方晏的神經一直在激烈跳動,在高亢喧嚣的聲音中,他覺得自己的思緒已經無法落到實處。

付芸情緒很不穩定,方南振走過去抱住妻子,低頭輕聲安撫。

等方晏走到門口時,身後的哭喊聲像一柄劍刺得他腳步不穩。

“那狐貍精的女兒是不是還住着林泉景苑的房子?明天就把那裏收回來,我再也不想看到跟她有關的任何東西。”

他終于擡步邁了出去,外面的雨勢又大了起來。

*

翌日早晨七點半,提前來公司處理未完工作的陸廣柯,看見總經理辦公室已經有人影出現。

辦公室門開着,方晏正在看一疊文件,正是前天陸廣柯放在桌上,說需要着急确定的那一份。

陸廣柯知道,再怎麽十萬火急也沒什麽用,方家出了大事,這幾乎已經是人盡皆知。只是沒料到喪事處理得如此迅速,僅用了一天半,方晏再次以運籌帷幄的鋼鐵姿态歸來。

“方總,喝咖啡嗎?”陸廣柯将新買的美式遞過去,他無法忽視老板眼圈下的烏青。

“不用了。”方晏提筆簽完字,将文件遞給他。

陸廣柯接過來,打算離開回到自己工位時又被叫住。

“你今天有時間的時候,去一趟林泉景苑,把前兩天從學校領走的課本送過去。詳細地址和聯系方式我發你手機上。”方晏低下頭,又開始看設計方案。

陸廣柯答了一聲“好”,前兩天應方晏安排,他去了趟市中學,為一名女孩子收拾課桌。他記得很清楚,畢竟當時落在身上的眼光實在熾熱又複雜,現在的高中生真是膽大直接。還有一位男生走過去問他,周沁是不是發生什麽事情了。

他那時候不知因為何事,後來才得知是方氏大公子出意外逝世。他所整理的資料所有者,正是即将成為方銘繼女,也就是方晏侄女的周沁。

日光亮得早,雨過天晴的空中有白雲逶迤。周沁很早就起床了,上學期間形成的生物鐘讓她不貪戀睡懶覺,只是清醒時的代價太大,再次意識到這屋子裏只有自己一個人。

這種空寂感快要讓人喘不過氣來,就在幾天前,房子裏還有談話聲、說笑聲。

周沁掩面,放肆哭泣聲回蕩在單薄空氣中。

眼睛發腫時,腸胃也終于支撐不住。
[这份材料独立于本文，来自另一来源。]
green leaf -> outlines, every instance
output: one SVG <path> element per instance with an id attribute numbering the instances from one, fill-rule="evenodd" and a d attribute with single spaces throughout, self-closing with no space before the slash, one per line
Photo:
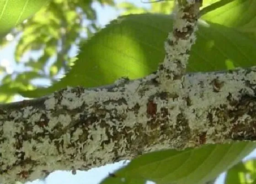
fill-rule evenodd
<path id="1" fill-rule="evenodd" d="M 96 87 L 112 84 L 122 77 L 144 77 L 156 71 L 164 60 L 163 43 L 172 29 L 171 21 L 169 16 L 156 14 L 121 16 L 84 44 L 75 64 L 59 81 L 47 88 L 21 94 L 34 97 L 67 86 Z M 255 65 L 255 40 L 231 28 L 214 23 L 199 24 L 188 72 Z"/>
<path id="2" fill-rule="evenodd" d="M 256 181 L 256 159 L 240 162 L 229 169 L 225 179 L 225 184 L 252 184 Z"/>
<path id="3" fill-rule="evenodd" d="M 204 12 L 210 9 L 214 11 L 203 15 L 202 19 L 236 27 L 244 32 L 256 33 L 256 0 L 223 0 L 205 8 Z"/>
<path id="4" fill-rule="evenodd" d="M 49 0 L 0 0 L 0 34 L 7 33 L 48 2 Z"/>
<path id="5" fill-rule="evenodd" d="M 203 184 L 237 163 L 256 146 L 255 143 L 236 142 L 147 153 L 132 160 L 114 173 L 115 177 L 108 177 L 102 184 L 130 184 L 134 183 L 130 180 L 139 177 L 157 184 Z M 122 183 L 121 179 L 127 182 Z"/>

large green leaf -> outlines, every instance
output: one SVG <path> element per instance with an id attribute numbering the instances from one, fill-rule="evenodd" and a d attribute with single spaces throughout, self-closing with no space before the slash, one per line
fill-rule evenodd
<path id="1" fill-rule="evenodd" d="M 136 79 L 156 70 L 163 61 L 163 43 L 171 30 L 170 16 L 145 14 L 112 21 L 80 48 L 65 77 L 47 88 L 22 91 L 27 97 L 49 94 L 67 86 L 95 87 L 128 76 Z M 231 28 L 201 23 L 189 61 L 189 72 L 209 71 L 255 65 L 255 40 Z"/>
<path id="2" fill-rule="evenodd" d="M 49 0 L 0 0 L 0 35 L 7 33 L 48 2 Z"/>
<path id="3" fill-rule="evenodd" d="M 229 170 L 227 173 L 225 184 L 235 183 L 256 183 L 256 159 L 248 160 L 244 163 L 240 162 Z"/>
<path id="4" fill-rule="evenodd" d="M 144 184 L 150 180 L 157 184 L 203 184 L 240 160 L 256 145 L 245 142 L 208 145 L 180 152 L 169 150 L 145 154 L 133 160 L 116 172 L 115 177 L 109 177 L 102 183 Z M 139 178 L 144 181 L 134 181 Z"/>

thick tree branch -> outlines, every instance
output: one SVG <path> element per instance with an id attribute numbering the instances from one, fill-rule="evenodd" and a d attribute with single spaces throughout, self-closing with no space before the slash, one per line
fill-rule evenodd
<path id="1" fill-rule="evenodd" d="M 161 91 L 153 74 L 118 86 L 68 88 L 34 102 L 1 105 L 2 182 L 86 170 L 164 148 L 255 140 L 256 76 L 255 68 L 188 74 L 182 99 Z"/>
<path id="2" fill-rule="evenodd" d="M 153 74 L 0 105 L 0 182 L 162 149 L 255 140 L 256 68 L 185 75 L 199 6 L 179 2 L 165 58 Z"/>

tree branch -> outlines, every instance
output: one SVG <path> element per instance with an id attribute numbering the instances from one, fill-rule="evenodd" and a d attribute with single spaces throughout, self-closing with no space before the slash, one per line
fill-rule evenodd
<path id="1" fill-rule="evenodd" d="M 182 99 L 161 91 L 152 74 L 2 105 L 2 182 L 86 170 L 165 148 L 256 140 L 256 76 L 255 67 L 187 74 Z"/>
<path id="2" fill-rule="evenodd" d="M 186 75 L 200 4 L 179 3 L 155 73 L 0 105 L 0 182 L 87 170 L 162 149 L 256 140 L 256 68 Z"/>

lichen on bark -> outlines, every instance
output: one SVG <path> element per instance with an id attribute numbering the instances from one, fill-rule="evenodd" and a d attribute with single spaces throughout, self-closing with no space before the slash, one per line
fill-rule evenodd
<path id="1" fill-rule="evenodd" d="M 200 5 L 187 3 L 156 72 L 0 105 L 0 182 L 75 174 L 162 149 L 255 141 L 256 69 L 186 74 Z"/>

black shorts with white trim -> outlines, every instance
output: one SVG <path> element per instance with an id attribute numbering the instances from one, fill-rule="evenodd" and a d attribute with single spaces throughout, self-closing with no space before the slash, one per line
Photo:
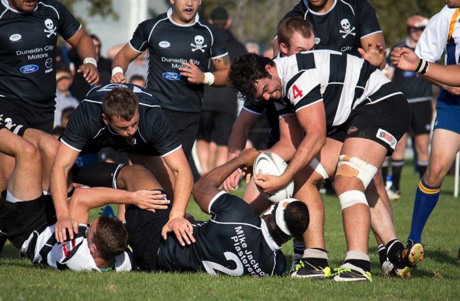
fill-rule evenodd
<path id="1" fill-rule="evenodd" d="M 350 138 L 372 140 L 385 147 L 389 156 L 410 124 L 409 103 L 397 94 L 352 111 L 343 124 L 330 129 L 327 137 L 342 143 Z"/>

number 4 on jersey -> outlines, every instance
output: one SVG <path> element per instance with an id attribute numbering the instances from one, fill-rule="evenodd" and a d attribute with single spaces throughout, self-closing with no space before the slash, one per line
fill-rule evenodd
<path id="1" fill-rule="evenodd" d="M 295 99 L 297 97 L 301 97 L 303 96 L 302 91 L 299 89 L 295 85 L 292 85 L 292 97 Z"/>

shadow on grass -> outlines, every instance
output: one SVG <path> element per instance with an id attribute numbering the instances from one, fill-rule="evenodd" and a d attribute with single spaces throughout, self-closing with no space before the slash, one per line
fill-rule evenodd
<path id="1" fill-rule="evenodd" d="M 15 246 L 7 242 L 3 246 L 3 250 L 1 251 L 1 254 L 0 256 L 2 257 L 10 257 L 14 258 L 18 258 L 21 257 L 19 253 L 19 250 L 16 249 Z"/>

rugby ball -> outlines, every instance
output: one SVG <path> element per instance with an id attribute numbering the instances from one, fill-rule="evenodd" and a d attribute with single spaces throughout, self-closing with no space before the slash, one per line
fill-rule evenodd
<path id="1" fill-rule="evenodd" d="M 262 153 L 257 156 L 254 162 L 254 174 L 281 175 L 288 167 L 288 164 L 280 157 L 271 152 Z M 294 192 L 294 182 L 292 180 L 284 188 L 271 194 L 265 193 L 257 185 L 256 187 L 261 194 L 274 203 L 278 203 L 283 200 L 292 197 Z"/>

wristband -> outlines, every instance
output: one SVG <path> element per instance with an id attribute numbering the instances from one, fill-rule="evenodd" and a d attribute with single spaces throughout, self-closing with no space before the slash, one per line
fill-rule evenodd
<path id="1" fill-rule="evenodd" d="M 214 82 L 214 75 L 211 72 L 204 73 L 204 81 L 203 83 L 211 85 Z"/>
<path id="2" fill-rule="evenodd" d="M 85 60 L 83 61 L 84 64 L 92 64 L 94 65 L 96 68 L 97 68 L 97 61 L 93 59 L 92 58 L 86 58 L 85 59 Z"/>
<path id="3" fill-rule="evenodd" d="M 428 72 L 428 68 L 429 67 L 429 63 L 423 59 L 420 59 L 418 62 L 418 65 L 415 69 L 415 72 L 420 73 L 422 75 L 426 74 Z"/>
<path id="4" fill-rule="evenodd" d="M 113 76 L 117 73 L 121 73 L 124 75 L 123 68 L 122 68 L 121 67 L 115 67 L 112 69 L 112 76 Z"/>

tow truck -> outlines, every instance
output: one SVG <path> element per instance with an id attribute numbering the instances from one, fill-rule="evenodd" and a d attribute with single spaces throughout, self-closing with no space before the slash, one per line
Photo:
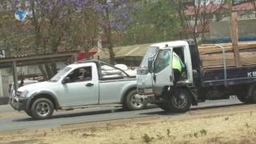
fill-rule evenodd
<path id="1" fill-rule="evenodd" d="M 173 53 L 186 66 L 177 82 L 174 82 Z M 137 71 L 136 100 L 155 103 L 166 111 L 186 111 L 198 102 L 228 99 L 231 95 L 242 102 L 255 103 L 256 63 L 228 66 L 225 50 L 222 54 L 222 66 L 205 68 L 194 41 L 151 45 Z"/>

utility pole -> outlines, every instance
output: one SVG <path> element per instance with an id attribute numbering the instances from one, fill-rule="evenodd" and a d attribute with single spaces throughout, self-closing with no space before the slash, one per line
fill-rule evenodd
<path id="1" fill-rule="evenodd" d="M 232 49 L 234 51 L 234 57 L 238 67 L 242 66 L 242 62 L 238 48 L 238 12 L 234 11 L 232 6 L 232 0 L 229 2 L 230 14 L 230 37 L 232 40 Z"/>

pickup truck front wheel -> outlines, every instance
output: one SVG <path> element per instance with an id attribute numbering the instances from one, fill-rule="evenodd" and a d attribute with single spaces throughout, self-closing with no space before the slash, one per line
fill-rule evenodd
<path id="1" fill-rule="evenodd" d="M 125 106 L 130 110 L 142 110 L 146 106 L 146 104 L 144 102 L 139 102 L 136 101 L 135 95 L 137 94 L 137 90 L 130 90 L 126 97 L 125 102 Z"/>
<path id="2" fill-rule="evenodd" d="M 54 106 L 50 100 L 47 98 L 38 98 L 33 102 L 30 110 L 34 118 L 46 119 L 53 114 Z"/>

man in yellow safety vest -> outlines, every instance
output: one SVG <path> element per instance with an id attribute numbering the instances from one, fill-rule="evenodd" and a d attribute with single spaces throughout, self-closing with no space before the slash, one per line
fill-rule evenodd
<path id="1" fill-rule="evenodd" d="M 183 64 L 181 58 L 178 57 L 178 55 L 176 53 L 173 52 L 173 70 L 174 70 L 174 85 L 179 80 L 182 73 L 182 69 L 184 67 L 185 67 L 185 65 Z"/>

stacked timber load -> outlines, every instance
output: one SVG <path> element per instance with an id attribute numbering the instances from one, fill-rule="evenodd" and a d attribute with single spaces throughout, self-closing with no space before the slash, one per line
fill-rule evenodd
<path id="1" fill-rule="evenodd" d="M 223 66 L 222 49 L 227 66 L 235 66 L 236 62 L 232 49 L 232 43 L 203 44 L 198 46 L 200 58 L 204 68 Z M 256 42 L 238 43 L 239 54 L 243 66 L 256 64 Z"/>

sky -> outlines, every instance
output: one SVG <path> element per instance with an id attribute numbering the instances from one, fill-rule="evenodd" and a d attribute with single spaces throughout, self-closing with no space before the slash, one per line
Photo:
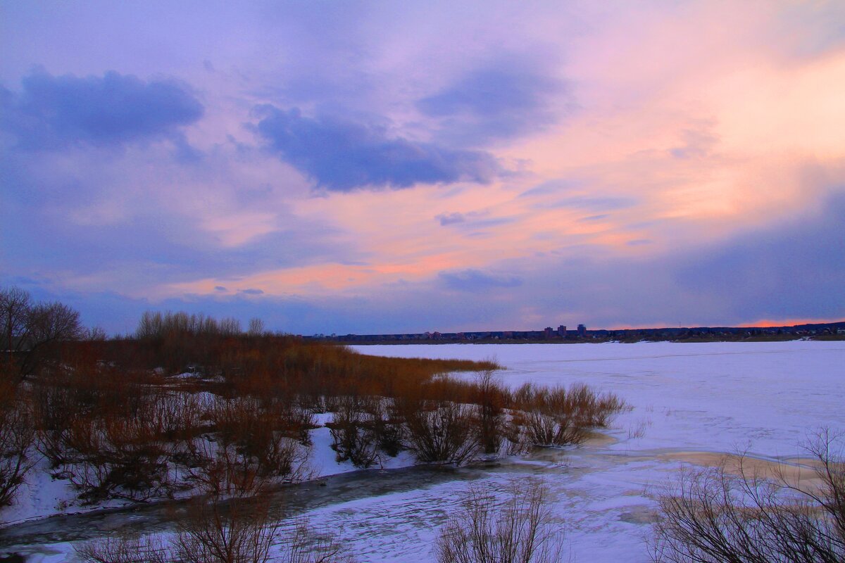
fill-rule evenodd
<path id="1" fill-rule="evenodd" d="M 292 333 L 845 318 L 845 3 L 0 0 L 0 285 Z"/>

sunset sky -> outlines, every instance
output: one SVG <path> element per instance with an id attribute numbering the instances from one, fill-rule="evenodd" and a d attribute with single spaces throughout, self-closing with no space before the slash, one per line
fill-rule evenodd
<path id="1" fill-rule="evenodd" d="M 0 0 L 0 284 L 131 331 L 845 318 L 845 3 Z"/>

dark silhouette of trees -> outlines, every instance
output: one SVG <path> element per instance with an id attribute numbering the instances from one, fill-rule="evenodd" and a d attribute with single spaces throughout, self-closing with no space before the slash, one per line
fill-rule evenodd
<path id="1" fill-rule="evenodd" d="M 37 368 L 53 344 L 84 335 L 79 311 L 57 301 L 33 302 L 16 287 L 0 290 L 0 323 L 6 372 L 21 378 Z"/>

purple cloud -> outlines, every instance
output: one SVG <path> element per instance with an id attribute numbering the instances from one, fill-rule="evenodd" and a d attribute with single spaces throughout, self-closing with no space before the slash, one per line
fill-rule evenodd
<path id="1" fill-rule="evenodd" d="M 175 138 L 204 112 L 196 97 L 176 82 L 144 82 L 113 71 L 84 78 L 41 71 L 21 84 L 20 94 L 2 92 L 0 127 L 25 149 Z"/>
<path id="2" fill-rule="evenodd" d="M 487 183 L 500 170 L 488 153 L 390 137 L 380 127 L 328 116 L 305 117 L 297 108 L 263 106 L 258 111 L 263 118 L 257 130 L 270 149 L 330 191 Z"/>

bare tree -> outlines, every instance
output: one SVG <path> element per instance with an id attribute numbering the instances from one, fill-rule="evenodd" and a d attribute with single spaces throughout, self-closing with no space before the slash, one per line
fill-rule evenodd
<path id="1" fill-rule="evenodd" d="M 9 382 L 0 382 L 0 506 L 12 504 L 15 491 L 38 457 L 33 456 L 35 428 L 30 403 Z"/>
<path id="2" fill-rule="evenodd" d="M 249 319 L 249 330 L 248 333 L 249 336 L 261 336 L 264 334 L 264 321 L 259 319 L 258 317 L 254 317 Z"/>
<path id="3" fill-rule="evenodd" d="M 760 475 L 740 460 L 685 472 L 659 499 L 656 562 L 837 563 L 845 560 L 842 435 L 821 430 L 807 447 L 820 485 Z"/>
<path id="4" fill-rule="evenodd" d="M 542 481 L 513 481 L 500 506 L 487 489 L 467 490 L 461 509 L 441 529 L 438 563 L 553 563 L 563 533 L 552 518 Z"/>

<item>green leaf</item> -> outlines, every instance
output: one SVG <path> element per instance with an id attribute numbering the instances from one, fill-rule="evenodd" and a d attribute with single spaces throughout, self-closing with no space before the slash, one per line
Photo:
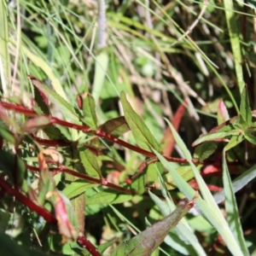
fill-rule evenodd
<path id="1" fill-rule="evenodd" d="M 111 255 L 150 255 L 163 242 L 170 230 L 173 229 L 193 207 L 194 202 L 192 201 L 178 205 L 170 215 L 154 224 L 131 240 L 121 243 Z"/>
<path id="2" fill-rule="evenodd" d="M 194 198 L 195 191 L 183 180 L 180 174 L 172 166 L 172 165 L 158 152 L 154 152 L 159 158 L 163 166 L 170 172 L 177 187 L 189 199 Z M 214 203 L 215 204 L 215 203 Z M 230 252 L 236 256 L 242 255 L 240 247 L 229 229 L 229 226 L 224 218 L 219 209 L 208 205 L 201 196 L 196 200 L 196 209 L 201 212 L 207 219 L 217 229 L 219 234 L 225 241 Z"/>
<path id="3" fill-rule="evenodd" d="M 161 152 L 160 144 L 157 143 L 141 117 L 132 109 L 124 92 L 121 92 L 120 99 L 126 122 L 139 147 L 149 151 L 153 148 L 157 152 Z"/>
<path id="4" fill-rule="evenodd" d="M 33 85 L 42 91 L 47 96 L 47 98 L 62 112 L 63 115 L 67 117 L 67 119 L 76 124 L 80 124 L 78 114 L 76 113 L 73 106 L 66 102 L 58 93 L 44 84 L 44 83 L 40 80 L 32 76 L 28 76 L 28 78 Z"/>
<path id="5" fill-rule="evenodd" d="M 217 143 L 205 142 L 195 148 L 194 157 L 202 161 L 207 159 L 216 150 L 217 147 Z"/>
<path id="6" fill-rule="evenodd" d="M 96 67 L 93 79 L 94 82 L 91 93 L 96 105 L 98 104 L 102 86 L 104 84 L 108 66 L 108 55 L 106 51 L 102 50 L 96 57 Z"/>
<path id="7" fill-rule="evenodd" d="M 252 166 L 249 170 L 244 172 L 241 175 L 236 177 L 232 184 L 234 192 L 239 191 L 241 189 L 245 187 L 249 182 L 256 177 L 256 165 Z M 224 190 L 219 191 L 214 195 L 215 201 L 219 204 L 224 200 Z"/>
<path id="8" fill-rule="evenodd" d="M 224 6 L 225 17 L 228 24 L 230 40 L 235 62 L 237 85 L 240 93 L 241 93 L 244 86 L 244 80 L 242 72 L 242 57 L 240 45 L 241 38 L 239 38 L 240 32 L 237 27 L 236 19 L 235 17 L 233 0 L 224 0 L 223 3 Z"/>
<path id="9" fill-rule="evenodd" d="M 131 200 L 132 195 L 122 195 L 114 190 L 106 189 L 90 197 L 86 197 L 87 205 L 119 204 Z"/>
<path id="10" fill-rule="evenodd" d="M 108 120 L 100 125 L 99 129 L 115 137 L 119 137 L 130 131 L 124 116 Z"/>
<path id="11" fill-rule="evenodd" d="M 195 147 L 204 142 L 211 142 L 211 141 L 229 142 L 230 140 L 227 139 L 227 137 L 230 136 L 238 136 L 241 130 L 233 130 L 230 131 L 217 131 L 212 133 L 203 134 L 192 143 L 192 146 Z"/>
<path id="12" fill-rule="evenodd" d="M 252 125 L 252 113 L 248 97 L 248 91 L 246 86 L 243 87 L 241 96 L 240 117 L 247 126 Z M 240 123 L 240 122 L 239 122 Z"/>
<path id="13" fill-rule="evenodd" d="M 97 119 L 95 108 L 95 101 L 89 93 L 80 96 L 83 99 L 83 120 L 92 129 L 97 129 Z"/>
<path id="14" fill-rule="evenodd" d="M 251 133 L 245 133 L 244 137 L 250 143 L 256 145 L 256 137 Z"/>
<path id="15" fill-rule="evenodd" d="M 79 152 L 80 159 L 88 175 L 96 177 L 102 177 L 102 172 L 97 159 L 90 149 Z"/>
<path id="16" fill-rule="evenodd" d="M 241 224 L 236 201 L 235 193 L 226 163 L 225 151 L 223 151 L 223 181 L 225 192 L 225 210 L 227 212 L 227 219 L 230 228 L 234 234 L 240 247 L 242 251 L 242 255 L 249 255 L 247 245 L 244 240 Z"/>
<path id="17" fill-rule="evenodd" d="M 224 104 L 223 99 L 221 99 L 218 105 L 218 125 L 223 124 L 230 119 L 230 115 L 227 110 L 227 107 Z"/>
<path id="18" fill-rule="evenodd" d="M 230 148 L 236 147 L 239 143 L 241 143 L 244 140 L 244 137 L 242 135 L 233 136 L 229 143 L 224 147 L 224 150 L 228 151 Z"/>
<path id="19" fill-rule="evenodd" d="M 84 193 L 90 188 L 95 188 L 99 186 L 97 183 L 90 183 L 84 180 L 77 179 L 71 184 L 67 186 L 62 193 L 69 199 L 76 197 L 83 193 Z"/>

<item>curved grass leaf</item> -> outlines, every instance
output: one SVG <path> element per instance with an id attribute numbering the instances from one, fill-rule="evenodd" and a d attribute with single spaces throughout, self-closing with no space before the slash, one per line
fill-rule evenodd
<path id="1" fill-rule="evenodd" d="M 178 205 L 175 211 L 162 220 L 141 232 L 128 241 L 120 244 L 111 256 L 118 255 L 150 255 L 164 241 L 170 230 L 193 207 L 195 199 Z"/>
<path id="2" fill-rule="evenodd" d="M 132 109 L 124 92 L 121 92 L 120 99 L 126 122 L 131 130 L 132 135 L 139 147 L 149 151 L 151 151 L 151 148 L 153 148 L 157 152 L 161 152 L 160 146 L 141 117 Z"/>
<path id="3" fill-rule="evenodd" d="M 155 150 L 154 154 L 157 155 L 163 166 L 170 172 L 179 190 L 187 198 L 194 198 L 196 192 L 183 180 L 180 174 L 160 154 Z M 207 203 L 201 196 L 199 196 L 196 200 L 195 207 L 219 232 L 224 241 L 226 242 L 230 251 L 236 256 L 242 255 L 241 248 L 237 245 L 237 242 L 219 209 L 217 209 L 212 204 L 209 205 Z"/>
<path id="4" fill-rule="evenodd" d="M 62 112 L 63 115 L 67 119 L 76 124 L 80 124 L 73 107 L 65 101 L 58 93 L 50 90 L 48 86 L 44 84 L 43 82 L 31 75 L 28 76 L 28 79 L 32 81 L 32 84 L 39 90 L 39 91 L 42 91 L 47 98 Z"/>
<path id="5" fill-rule="evenodd" d="M 104 84 L 108 66 L 108 55 L 106 51 L 102 51 L 96 57 L 96 70 L 94 73 L 94 82 L 91 93 L 96 105 L 98 104 L 102 86 Z"/>
<path id="6" fill-rule="evenodd" d="M 230 179 L 228 166 L 226 163 L 225 151 L 223 151 L 223 182 L 224 189 L 225 192 L 225 210 L 227 212 L 227 220 L 230 224 L 230 228 L 233 232 L 240 247 L 242 251 L 242 255 L 248 256 L 249 252 L 247 248 L 247 245 L 244 240 L 243 232 L 241 230 L 241 224 L 240 221 L 240 216 L 237 209 L 235 193 L 232 187 L 232 182 Z"/>
<path id="7" fill-rule="evenodd" d="M 244 186 L 246 186 L 249 182 L 256 177 L 256 165 L 252 166 L 250 169 L 243 172 L 238 177 L 236 177 L 233 183 L 233 191 L 234 193 L 239 191 Z M 216 203 L 219 204 L 224 201 L 224 191 L 221 190 L 214 195 L 214 200 Z"/>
冰箱裏還剩下一些冷凍食品,她煮了份馄饨果腹。

等待陸廣柯到來的時間裏,她收拾好一些周柔莉的物品,連帶着自己的衣服也塞進了行李箱。昨日方晏并未說搬離的事情,可是她知道這裏不是長久之地,什麽時候都有可能離開。

将衛生打掃好後,她環抱着膝蓋,坐在落地窗前的藤椅上發呆。樓層很高,卻也可以看到柏油馬路上反射出刺眼亮光,日子依舊馬不停蹄地朝前奔赴。

壓在她身上的沉重山巒,不過是世間的一粒微塵。

近一點時分,門鈴聲響起。

外面的年輕男人提着兩個袋子,滿頭是汗,神情上有無從掩蓋的疲憊。

手掌被沉而重的書籍墜得有些生疼,但陸廣柯還是很有禮貌地說明了此次前來的目的:“周小姐你好,我是方總的助理,過來送你的資料。”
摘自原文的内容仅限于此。